Phishing Campaign Targets Mobile Users With Malicious PDFs

A new phishing campaign is targeting mobile users by impersonating the United States Postal Service (USPS) and using fake PDF documents to steal sensitive information. Security researchers at Zimperium’s zLabs detailed today this campaign, which utilizes advanced social engineering tactics and a novel method to hide malicious links within PDFs.

The campaign works by sending SMS messages containing seemingly legitimate PDF attachments. These PDFs appear harmless but include hidden links that redirect users to phishing websites. Victims are prompted to provide personal information, such as their name, address, email, and phone number.

By exploiting the trust users place in PDFs as secure, professional documents, attackers have managed to evade detection by many traditional security systems.

The researchers note that PDFs are a staple in business communication, valued for their compatibility and ability to maintain formatting. However, this popularity also makes them a prime target for cybercriminals.

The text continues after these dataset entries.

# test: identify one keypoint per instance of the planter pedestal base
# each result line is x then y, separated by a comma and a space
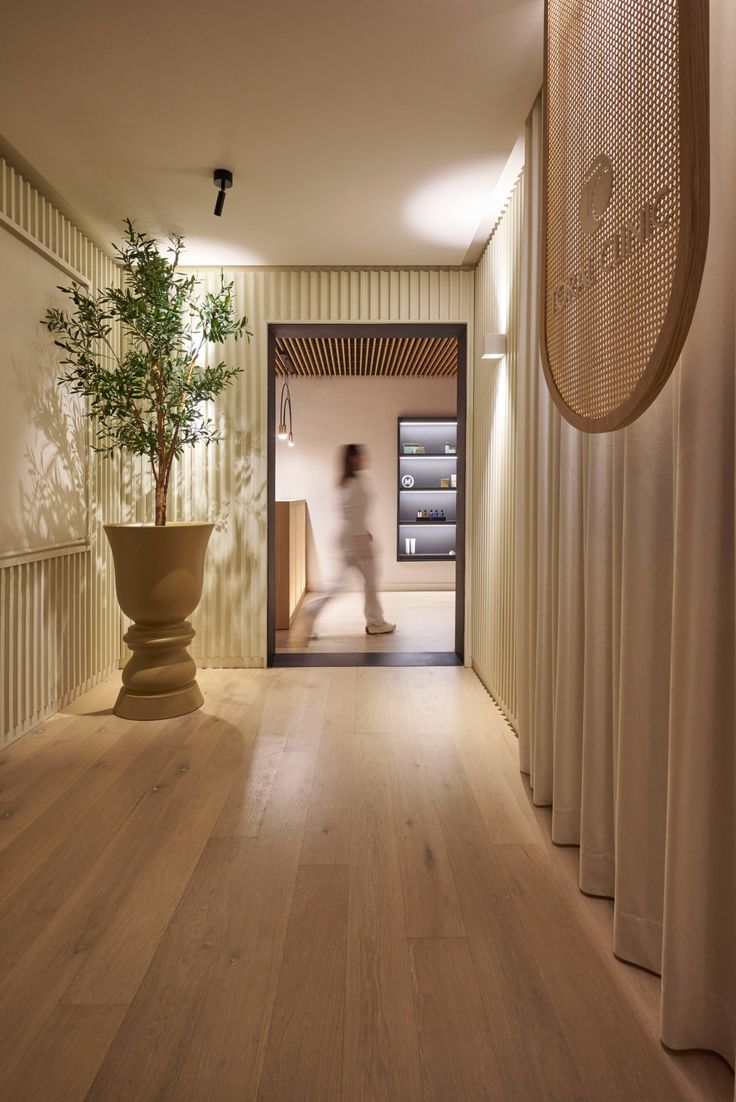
159, 681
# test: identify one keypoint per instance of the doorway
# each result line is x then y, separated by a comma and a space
431, 616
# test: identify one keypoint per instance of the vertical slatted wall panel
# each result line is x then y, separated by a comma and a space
227, 483
60, 625
491, 461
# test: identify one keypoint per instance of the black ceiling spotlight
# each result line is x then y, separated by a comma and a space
223, 180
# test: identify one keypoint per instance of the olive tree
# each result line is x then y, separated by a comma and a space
150, 397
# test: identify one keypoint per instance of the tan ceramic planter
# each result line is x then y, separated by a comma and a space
158, 576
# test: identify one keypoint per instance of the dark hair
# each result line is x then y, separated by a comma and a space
349, 454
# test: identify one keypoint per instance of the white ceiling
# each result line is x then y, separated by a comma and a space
359, 131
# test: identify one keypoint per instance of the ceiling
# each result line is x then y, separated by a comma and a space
316, 357
359, 133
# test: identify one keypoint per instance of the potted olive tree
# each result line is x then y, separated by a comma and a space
134, 353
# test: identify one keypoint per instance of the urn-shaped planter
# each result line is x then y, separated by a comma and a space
158, 574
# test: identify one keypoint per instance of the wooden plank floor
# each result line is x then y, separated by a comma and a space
425, 620
326, 884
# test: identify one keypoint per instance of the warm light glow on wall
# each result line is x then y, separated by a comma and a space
494, 346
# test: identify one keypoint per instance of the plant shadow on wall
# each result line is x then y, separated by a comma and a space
49, 505
137, 354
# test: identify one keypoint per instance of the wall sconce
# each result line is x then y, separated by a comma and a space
494, 346
285, 422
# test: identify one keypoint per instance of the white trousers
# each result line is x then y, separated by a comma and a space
358, 553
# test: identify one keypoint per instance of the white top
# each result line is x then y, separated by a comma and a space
354, 501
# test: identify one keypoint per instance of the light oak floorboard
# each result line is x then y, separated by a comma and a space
233, 906
381, 1052
425, 620
303, 1056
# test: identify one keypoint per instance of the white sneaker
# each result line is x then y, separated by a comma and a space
381, 628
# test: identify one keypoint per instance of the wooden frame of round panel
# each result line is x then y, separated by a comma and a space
625, 200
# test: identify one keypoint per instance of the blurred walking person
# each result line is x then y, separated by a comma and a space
356, 546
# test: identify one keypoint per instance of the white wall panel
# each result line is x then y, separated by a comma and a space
60, 625
227, 483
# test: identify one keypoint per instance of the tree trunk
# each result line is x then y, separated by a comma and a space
160, 504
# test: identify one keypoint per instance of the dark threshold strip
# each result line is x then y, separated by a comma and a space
368, 658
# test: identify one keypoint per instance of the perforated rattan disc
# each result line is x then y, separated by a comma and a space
625, 198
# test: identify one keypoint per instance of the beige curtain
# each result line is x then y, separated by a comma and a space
626, 612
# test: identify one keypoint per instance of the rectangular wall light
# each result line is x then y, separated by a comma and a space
494, 346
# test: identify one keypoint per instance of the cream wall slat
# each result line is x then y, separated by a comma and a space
60, 626
493, 461
230, 622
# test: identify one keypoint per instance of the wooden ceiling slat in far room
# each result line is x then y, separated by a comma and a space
320, 357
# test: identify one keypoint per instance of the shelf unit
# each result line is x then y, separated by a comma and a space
419, 489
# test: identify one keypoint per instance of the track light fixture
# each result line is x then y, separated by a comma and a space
223, 180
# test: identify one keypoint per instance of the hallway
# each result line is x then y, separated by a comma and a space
327, 884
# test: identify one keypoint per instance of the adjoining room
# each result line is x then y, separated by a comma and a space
396, 397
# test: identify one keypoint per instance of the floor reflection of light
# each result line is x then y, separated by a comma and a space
448, 208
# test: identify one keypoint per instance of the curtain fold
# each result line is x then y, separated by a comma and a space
626, 637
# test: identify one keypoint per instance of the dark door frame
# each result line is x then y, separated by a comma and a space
370, 330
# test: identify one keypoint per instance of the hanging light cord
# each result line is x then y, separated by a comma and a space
285, 430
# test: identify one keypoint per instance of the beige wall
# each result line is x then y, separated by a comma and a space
331, 412
60, 625
491, 460
228, 483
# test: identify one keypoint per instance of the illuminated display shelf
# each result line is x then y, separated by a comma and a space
435, 538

Malicious PDFs can embed links, scripts, or other harmful content that is hard to detect, especially on mobile devices, where users typically preview files with limited scrutiny.

Zimperium’s investigation revealed a large-scale operation involving over 20 malicious PDF files and 630 phishing pages, impacting users across more than 50 countries. The campaign employs a unique evasion technique to obscure malicious links, bypassing many endpoint security tools.

Unlike standard methods that use visible links, these PDFs hide URLs within their structure, making the attack harder to detect, as noted by Zimperium’s analysis.

When victims click the embedded links, they are taken to fake USPS websites designed to look authentic. These phishing pages request personal details under the pretense of resolving delivery issues. Without advanced mobile threat defenses, such attacks can lead to data breaches, credential theft, and financial loss.

This campaign underscores the growing need for advanced security solutions to protect against increasingly sophisticated phishing attacks targeting mobile devices.